Now this is a good argument. I'm not convinced by it, but at least its clear, reasonable, and on topic.
You make 3 points, so I'll respond to each. But, let me first say that, at this point, as soon as the debate is about the empirical question of whether AA works at an acceptable cost or not, most of my work is done. I'm not an expert on AA, nor am I familiar with all the relevant data as to who it affects and what its costs are, so on these points I am easily persuadable if compelling arguments\data are presented. The best I can do is see whether such arguments may be compelling if there is data to back it up one way or another, and hope others can supplement my understanding. To take your points in reverse order.

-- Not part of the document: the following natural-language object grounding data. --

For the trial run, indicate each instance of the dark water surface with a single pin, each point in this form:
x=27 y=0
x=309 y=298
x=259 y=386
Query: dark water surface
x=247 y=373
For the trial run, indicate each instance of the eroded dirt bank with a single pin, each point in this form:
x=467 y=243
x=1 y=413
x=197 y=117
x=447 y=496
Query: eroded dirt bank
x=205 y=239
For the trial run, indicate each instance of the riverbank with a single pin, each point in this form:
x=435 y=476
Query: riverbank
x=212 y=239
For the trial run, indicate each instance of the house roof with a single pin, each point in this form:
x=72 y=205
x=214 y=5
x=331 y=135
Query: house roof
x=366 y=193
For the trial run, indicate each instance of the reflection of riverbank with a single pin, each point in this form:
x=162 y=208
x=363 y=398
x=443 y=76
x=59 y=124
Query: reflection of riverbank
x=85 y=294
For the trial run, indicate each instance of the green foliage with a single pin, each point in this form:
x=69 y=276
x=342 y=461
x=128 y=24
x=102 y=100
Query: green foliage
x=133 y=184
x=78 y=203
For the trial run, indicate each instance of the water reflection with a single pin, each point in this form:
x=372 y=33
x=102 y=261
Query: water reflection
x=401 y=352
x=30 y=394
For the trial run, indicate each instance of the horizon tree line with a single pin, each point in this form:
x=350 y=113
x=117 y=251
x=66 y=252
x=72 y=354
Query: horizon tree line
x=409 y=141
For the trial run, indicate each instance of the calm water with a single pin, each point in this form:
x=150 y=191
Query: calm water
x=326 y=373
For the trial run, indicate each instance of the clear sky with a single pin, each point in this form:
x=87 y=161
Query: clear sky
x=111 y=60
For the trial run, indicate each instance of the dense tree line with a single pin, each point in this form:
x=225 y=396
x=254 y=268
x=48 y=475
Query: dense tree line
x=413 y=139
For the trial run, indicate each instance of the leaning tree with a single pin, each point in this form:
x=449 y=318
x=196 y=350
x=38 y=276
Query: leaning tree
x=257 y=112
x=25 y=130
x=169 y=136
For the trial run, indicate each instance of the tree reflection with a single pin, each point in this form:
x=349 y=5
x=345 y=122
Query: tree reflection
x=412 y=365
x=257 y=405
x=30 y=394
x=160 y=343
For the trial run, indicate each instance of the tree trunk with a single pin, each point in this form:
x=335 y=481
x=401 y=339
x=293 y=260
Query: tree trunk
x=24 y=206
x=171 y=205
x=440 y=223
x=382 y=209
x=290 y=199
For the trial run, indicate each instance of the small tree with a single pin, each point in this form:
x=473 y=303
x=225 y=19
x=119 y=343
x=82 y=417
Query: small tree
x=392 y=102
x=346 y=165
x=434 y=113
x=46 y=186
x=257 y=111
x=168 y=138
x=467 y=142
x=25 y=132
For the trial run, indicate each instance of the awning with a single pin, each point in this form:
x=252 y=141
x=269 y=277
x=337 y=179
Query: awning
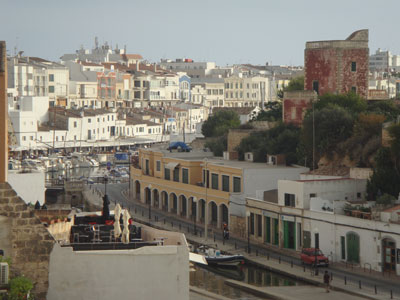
x=171 y=165
x=197 y=258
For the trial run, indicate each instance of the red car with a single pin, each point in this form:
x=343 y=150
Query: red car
x=308 y=255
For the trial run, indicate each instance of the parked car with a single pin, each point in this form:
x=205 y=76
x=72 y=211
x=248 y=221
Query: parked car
x=308 y=256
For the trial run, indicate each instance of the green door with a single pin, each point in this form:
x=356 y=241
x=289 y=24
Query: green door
x=289 y=235
x=353 y=247
x=268 y=230
x=276 y=232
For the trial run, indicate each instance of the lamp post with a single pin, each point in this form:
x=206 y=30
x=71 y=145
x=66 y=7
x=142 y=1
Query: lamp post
x=129 y=156
x=206 y=208
x=195 y=215
x=248 y=231
x=316 y=246
x=149 y=202
x=105 y=185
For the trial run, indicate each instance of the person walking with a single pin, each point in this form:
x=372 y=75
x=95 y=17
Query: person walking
x=327 y=280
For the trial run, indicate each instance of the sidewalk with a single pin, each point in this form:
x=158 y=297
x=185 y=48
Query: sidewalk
x=284 y=268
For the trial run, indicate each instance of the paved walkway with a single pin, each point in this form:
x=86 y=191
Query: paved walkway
x=282 y=267
x=304 y=292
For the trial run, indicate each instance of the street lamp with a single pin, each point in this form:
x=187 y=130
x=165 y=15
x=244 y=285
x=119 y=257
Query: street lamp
x=195 y=215
x=206 y=208
x=149 y=187
x=248 y=231
x=316 y=246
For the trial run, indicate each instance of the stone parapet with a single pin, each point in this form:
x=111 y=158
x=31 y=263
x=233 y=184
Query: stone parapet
x=30 y=241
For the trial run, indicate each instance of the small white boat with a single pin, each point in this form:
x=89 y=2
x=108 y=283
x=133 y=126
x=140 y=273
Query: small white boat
x=214 y=257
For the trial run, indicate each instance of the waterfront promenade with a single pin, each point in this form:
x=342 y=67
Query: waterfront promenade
x=342 y=288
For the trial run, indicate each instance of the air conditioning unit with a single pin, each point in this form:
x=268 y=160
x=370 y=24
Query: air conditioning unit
x=3 y=273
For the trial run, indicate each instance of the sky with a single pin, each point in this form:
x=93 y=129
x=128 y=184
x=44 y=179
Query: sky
x=223 y=31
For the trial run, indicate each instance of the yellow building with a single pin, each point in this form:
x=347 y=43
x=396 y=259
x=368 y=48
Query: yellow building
x=182 y=183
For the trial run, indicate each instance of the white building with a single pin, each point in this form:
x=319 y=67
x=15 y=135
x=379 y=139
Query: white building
x=243 y=91
x=191 y=68
x=311 y=213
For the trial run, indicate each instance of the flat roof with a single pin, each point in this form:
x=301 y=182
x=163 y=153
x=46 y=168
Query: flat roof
x=197 y=155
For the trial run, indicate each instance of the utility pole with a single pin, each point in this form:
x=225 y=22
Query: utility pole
x=3 y=113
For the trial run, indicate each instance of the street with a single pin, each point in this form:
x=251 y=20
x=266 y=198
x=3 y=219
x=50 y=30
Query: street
x=115 y=194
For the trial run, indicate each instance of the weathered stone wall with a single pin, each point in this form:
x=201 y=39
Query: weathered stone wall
x=31 y=243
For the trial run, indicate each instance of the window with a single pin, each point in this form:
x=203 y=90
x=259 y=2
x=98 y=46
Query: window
x=290 y=200
x=176 y=174
x=252 y=223
x=236 y=185
x=343 y=247
x=185 y=175
x=167 y=174
x=315 y=86
x=214 y=181
x=259 y=225
x=353 y=66
x=225 y=183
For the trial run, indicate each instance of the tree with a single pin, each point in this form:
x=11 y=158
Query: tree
x=272 y=112
x=282 y=139
x=385 y=179
x=388 y=108
x=332 y=125
x=351 y=102
x=219 y=123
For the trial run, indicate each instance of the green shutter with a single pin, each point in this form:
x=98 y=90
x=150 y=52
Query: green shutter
x=268 y=229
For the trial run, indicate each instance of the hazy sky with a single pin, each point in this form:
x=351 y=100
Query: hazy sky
x=224 y=31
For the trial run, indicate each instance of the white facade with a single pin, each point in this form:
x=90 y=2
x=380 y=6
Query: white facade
x=335 y=189
x=146 y=273
x=246 y=91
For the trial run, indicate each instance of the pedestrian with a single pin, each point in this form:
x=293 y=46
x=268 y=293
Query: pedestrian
x=327 y=280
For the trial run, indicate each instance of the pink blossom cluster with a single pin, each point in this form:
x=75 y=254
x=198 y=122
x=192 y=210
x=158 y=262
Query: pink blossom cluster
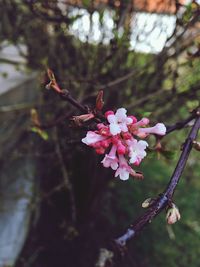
x=120 y=136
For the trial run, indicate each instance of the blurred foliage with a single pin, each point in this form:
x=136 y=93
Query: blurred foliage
x=82 y=206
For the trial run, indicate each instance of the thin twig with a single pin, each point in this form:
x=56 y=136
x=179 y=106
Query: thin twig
x=165 y=198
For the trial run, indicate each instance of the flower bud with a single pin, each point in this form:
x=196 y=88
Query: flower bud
x=196 y=145
x=173 y=215
x=147 y=203
x=109 y=112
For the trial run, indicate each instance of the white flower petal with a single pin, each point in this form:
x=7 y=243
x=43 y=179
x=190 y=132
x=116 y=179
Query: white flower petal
x=111 y=118
x=121 y=114
x=114 y=129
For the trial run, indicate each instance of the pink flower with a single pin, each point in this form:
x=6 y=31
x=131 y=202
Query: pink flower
x=124 y=169
x=137 y=150
x=92 y=138
x=111 y=160
x=173 y=214
x=158 y=129
x=119 y=121
x=119 y=135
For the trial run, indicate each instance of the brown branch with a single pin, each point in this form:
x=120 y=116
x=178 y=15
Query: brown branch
x=165 y=198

3) Whether or not AA overlooks economically disadvantaged is irrelevant as that is not AA's purpose. By arguing that AA fails to consider economics, you're suggesting that only an economic AA is justified because that alone would be "fair" (or "meritocratic," or whatever). This is the the type of argument i don't care for. AA's purpose is not to help out the underprivileged (other policies can tend to that) but to lessen racial stratification.
2) This is interesting, and I would like to see the figures on it. However, as you present it, your point is ambiguous: higher dropout rates for black students (what about other underrepresented races???) in comparison to white and asian students when they are "less qualified" raises many questions of how much greater the attrition rate is and whether or not the greater attrition rate is balanced by the greater opportunities available to those who do graduate. We can at least speculate on the counterfactual: if the students who drop out would, in a non-AA world, have been admitted to lesser law schools, would they have dropped out there as well? Perhaps they would not have dropped out at lower law schools, but the students who drop out would, I imagine, not have made great contributions to society had they gone to a different law school, whereas, those who do graduate from a better law school have a greater opportunity to make important differences owing to the increased prestige of their J.D. institutions. Thus it seems to me that a higher attrition rate, although unfortunate, may be a necessary cost for increasing social fluidity for all races.
1) Certainly this stigmatization occurs, as numerous leaders have discussed it (e.g. Clarence Thomas, as i mentioned in a previous post). And this is a problem. My inclination, though, is that so long as AA increases the number of leaders who would not otherwise be there, this is an acceptable cost since without AA, there would be fewer such leaders (I do not think that stigmatization has held many people back from achieving great things...as with Clarence Thomas). It might hurt people's self-esteem, which is undesirable, but it must be borne until there is less stratification.
And, in general, to 1) and 2): certainly these are costs. Nobody says AA doesn't have costs. But do you truly believe that these costs outweigh AA's benefits?